Thai court rules against crackdown on protests
Thailand's Civil Court Wednesday ruled that the emergency decree imposed in Bangkok and adjacent areas cannot be used as a reason to crack down on anti-government protests.
The court also banned the use of force against protestors, stating that the demonstrations have been peaceful so far, the Nation newspaper reported.
The court, however, refused to revoke the emergency decree as former Democrat MP Thaworn Saeniam requested.
Several thousand protestors Wednesday besieged the Office of the Permanent Secretary for Defence, which caretaker Prime Minister Yingluck Shinawatra has used as a temporary workplace, to demand that Yingluck step down, Xinhua reported.

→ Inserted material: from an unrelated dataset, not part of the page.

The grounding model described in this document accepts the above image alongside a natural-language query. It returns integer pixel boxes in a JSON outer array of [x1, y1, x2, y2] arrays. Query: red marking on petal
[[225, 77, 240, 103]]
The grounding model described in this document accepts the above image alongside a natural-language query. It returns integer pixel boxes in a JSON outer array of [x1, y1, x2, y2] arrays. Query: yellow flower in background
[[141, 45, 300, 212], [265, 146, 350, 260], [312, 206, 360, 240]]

But Yingluck failed to show up.
The protestors were also joined by hundreds of farmers who traveled from the commerce ministry to pressure the caretaker government to make overdue payments owed under the rice-pledging scheme.
Reportedly, the farmers locked up the gates of the commerce ministry with chains to prevent civil servants from working there.
Later in the day, protest leader Suthep Thaugsuban pledged to escalate the protest to a new level and attack businesses of the Shinawatra family.
It is reported that 182 protestors, who were detained during a police operation Tuesday while security were retaking five rally sites in the capital, have been released on bail. But the requests to release two protest leaders have been rejected.
A clash occurred between the police and protestors during the police operation, leaving five people dead and 70 others injured.